Scaling Spatial Intelligence with Multimodal Foundation Models¶
Conference: CVPR 2026 arXiv: 2511.13719 Code: https://github.com/OpenSenseNova/SenseNova-SI Area: Multimodal VLM / Spatial Intelligence Keywords: Spatial intelligence, multimodal foundation models, data scaling, spatial reasoning, benchmarking
TL;DR¶
SenseNova-SI systematically constructs an 8M-scale diverse spatial dataset (SenseNova-SI-8M) to cultivate spatial intelligence in multimodal foundation models including Qwen3-VL, InternVL3, and Bagel, achieving unprecedented performance on multiple spatial benchmarks such as VSI-Bench and MMSI while preserving general multimodal understanding capabilities.
Background & Motivation¶
Background: Multimodal foundation models (e.g., GPT-4V, Gemini, Qwen-VL) excel at visual understanding and text generation, yet exhibit notable deficiencies in spatial intelligence — including depth estimation, spatial relationship reasoning, 3D scene understanding, and perspective transformation reasoning.

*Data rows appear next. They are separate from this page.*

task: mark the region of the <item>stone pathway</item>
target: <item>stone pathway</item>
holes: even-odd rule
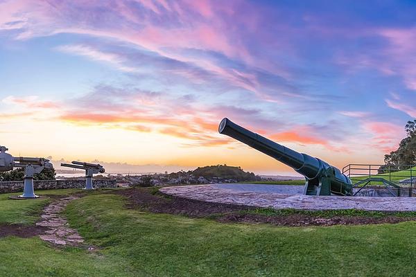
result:
[[[70,196],[57,199],[46,206],[40,217],[42,221],[36,225],[47,228],[40,238],[55,245],[71,245],[94,250],[94,247],[86,245],[84,239],[76,230],[69,228],[67,220],[61,215],[68,203],[79,197]]]
[[[235,187],[233,188],[233,186]],[[251,189],[250,189],[251,187]],[[300,193],[278,193],[279,186],[210,184],[166,187],[167,195],[209,202],[237,205],[295,208],[301,210],[338,210],[355,208],[367,211],[416,211],[416,197],[365,197],[352,196],[309,196]],[[243,189],[244,188],[244,189]],[[266,192],[269,190],[268,192]],[[275,190],[275,191],[272,191]]]

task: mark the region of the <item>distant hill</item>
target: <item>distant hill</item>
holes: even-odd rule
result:
[[[204,166],[189,172],[196,177],[202,176],[208,179],[213,177],[232,179],[238,181],[260,181],[261,179],[261,177],[253,172],[245,172],[239,166],[228,166],[227,165]]]

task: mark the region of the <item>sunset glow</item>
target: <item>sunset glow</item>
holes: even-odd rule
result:
[[[218,134],[227,117],[340,168],[381,163],[416,118],[416,5],[343,3],[0,0],[0,145],[291,172]]]

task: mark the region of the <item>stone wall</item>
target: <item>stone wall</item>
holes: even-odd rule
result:
[[[23,191],[23,181],[0,181],[0,193],[17,193]],[[115,180],[94,180],[92,181],[94,188],[116,188]],[[85,187],[85,180],[54,180],[54,181],[34,181],[35,190],[55,190],[59,188],[83,188]]]

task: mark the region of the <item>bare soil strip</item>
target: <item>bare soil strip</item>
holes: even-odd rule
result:
[[[43,234],[46,229],[46,228],[38,226],[1,224],[0,225],[0,238],[8,235],[16,235],[20,238],[31,238]]]
[[[191,217],[211,217],[220,222],[266,223],[276,226],[332,226],[377,224],[416,221],[416,217],[385,215],[380,217],[363,216],[336,216],[322,217],[317,215],[289,214],[263,215],[250,213],[258,207],[207,202],[177,197],[153,195],[150,190],[132,188],[114,192],[129,200],[129,207],[155,213],[169,213]]]

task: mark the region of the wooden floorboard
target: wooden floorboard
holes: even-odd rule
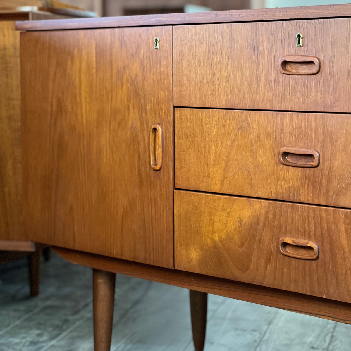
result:
[[[92,272],[57,255],[30,298],[25,259],[0,267],[1,351],[93,351]],[[188,293],[118,274],[111,351],[193,351]],[[220,296],[206,351],[348,351],[351,325]]]

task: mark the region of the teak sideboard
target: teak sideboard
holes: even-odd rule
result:
[[[351,323],[351,4],[19,22],[26,239],[94,269]]]

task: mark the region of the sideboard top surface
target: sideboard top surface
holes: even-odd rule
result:
[[[21,21],[16,22],[16,28],[24,31],[48,31],[350,16],[351,4],[346,4],[193,13]]]

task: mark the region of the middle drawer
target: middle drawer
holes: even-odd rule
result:
[[[351,207],[349,115],[180,108],[174,130],[176,188]]]

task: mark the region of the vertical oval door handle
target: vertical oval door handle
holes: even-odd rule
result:
[[[160,125],[154,124],[150,132],[150,160],[151,167],[155,171],[162,167],[163,136]]]

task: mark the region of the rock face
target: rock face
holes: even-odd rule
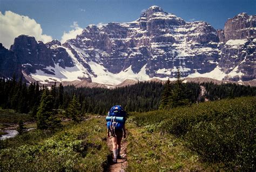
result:
[[[222,40],[219,66],[228,74],[225,79],[250,81],[255,79],[256,16],[241,13],[227,20],[219,34]]]
[[[118,85],[126,79],[173,78],[178,68],[183,77],[249,81],[256,75],[255,21],[242,13],[215,30],[152,6],[132,22],[89,25],[63,45],[21,35],[10,51],[0,48],[8,54],[0,56],[17,61],[15,70],[43,83]]]
[[[232,18],[228,19],[225,24],[225,41],[230,39],[244,39],[255,38],[256,16],[241,13]]]
[[[178,68],[183,76],[212,70],[219,41],[209,24],[186,22],[153,6],[134,22],[89,25],[64,46],[96,76],[90,64],[100,64],[114,74],[131,66],[135,74],[144,67],[150,77],[173,77]]]
[[[4,48],[0,43],[0,77],[11,78],[14,75],[17,78],[21,77],[23,78],[21,62],[14,52]]]

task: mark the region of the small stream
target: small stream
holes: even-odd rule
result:
[[[18,131],[16,130],[4,130],[3,132],[7,133],[6,134],[2,135],[2,137],[0,137],[0,140],[4,140],[6,139],[14,138],[18,134]]]
[[[27,129],[26,131],[29,131],[32,130],[35,130],[35,128],[31,128]],[[6,134],[2,135],[2,137],[0,137],[0,140],[4,140],[6,139],[14,138],[18,134],[18,131],[15,130],[3,130],[3,132],[7,133]]]

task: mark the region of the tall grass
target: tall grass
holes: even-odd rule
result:
[[[38,142],[5,146],[0,150],[0,169],[19,171],[103,170],[110,154],[104,141],[104,120],[92,119],[66,127]]]
[[[256,97],[206,102],[170,111],[133,113],[148,131],[183,138],[205,162],[232,170],[254,170]]]

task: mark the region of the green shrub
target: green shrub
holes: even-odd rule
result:
[[[133,114],[138,126],[181,137],[205,161],[232,169],[255,167],[256,97],[241,97]],[[153,128],[153,129],[152,129]]]
[[[94,127],[95,124],[98,125]],[[92,119],[68,126],[69,128],[35,144],[2,149],[0,169],[20,171],[102,171],[110,154],[103,139],[105,137],[104,124],[104,120]]]

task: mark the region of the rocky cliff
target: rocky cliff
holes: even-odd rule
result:
[[[174,78],[178,69],[184,77],[249,81],[256,75],[255,21],[255,16],[242,13],[215,30],[152,6],[132,22],[89,25],[63,45],[21,35],[10,51],[3,50],[9,55],[0,56],[18,61],[15,70],[43,83],[118,85],[126,79]]]

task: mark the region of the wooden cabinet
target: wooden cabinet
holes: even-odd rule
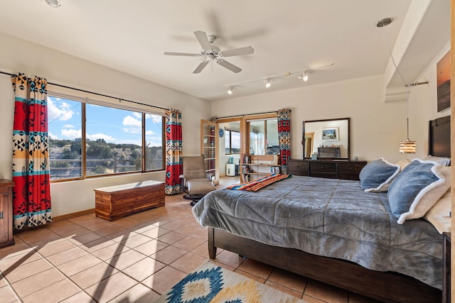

Limitations of Prior Work: (1) Existing multimodal models perform significantly worse on spatial reasoning tasks than on general visual question answering, indicating insufficient spatial information in internet-scale training data; (2) No systematic spatial capability taxonomy exists to guide data construction; (3) The effects of data scaling on spatial intelligence, risks of overfitting, and language shortcut issues remain underexplored.
Key Challenge: The spatial intelligence deficiency in multimodal models stems from insufficient quantity and diversity of spatially-relevant training samples, rather than architectural limitations.
Goal: To cultivate spatial intelligence in existing multimodal foundation models through large-scale data scaling, and to rigorously analyze the effects of data scale, diversity, overfitting risk, and related factors.
Key Insight: Rather than modifying model architectures, the paper systematically constructs a large-scale dataset (8M samples) covering diverse spatial capabilities and leverages a data-driven approach to enhance spatial intelligence.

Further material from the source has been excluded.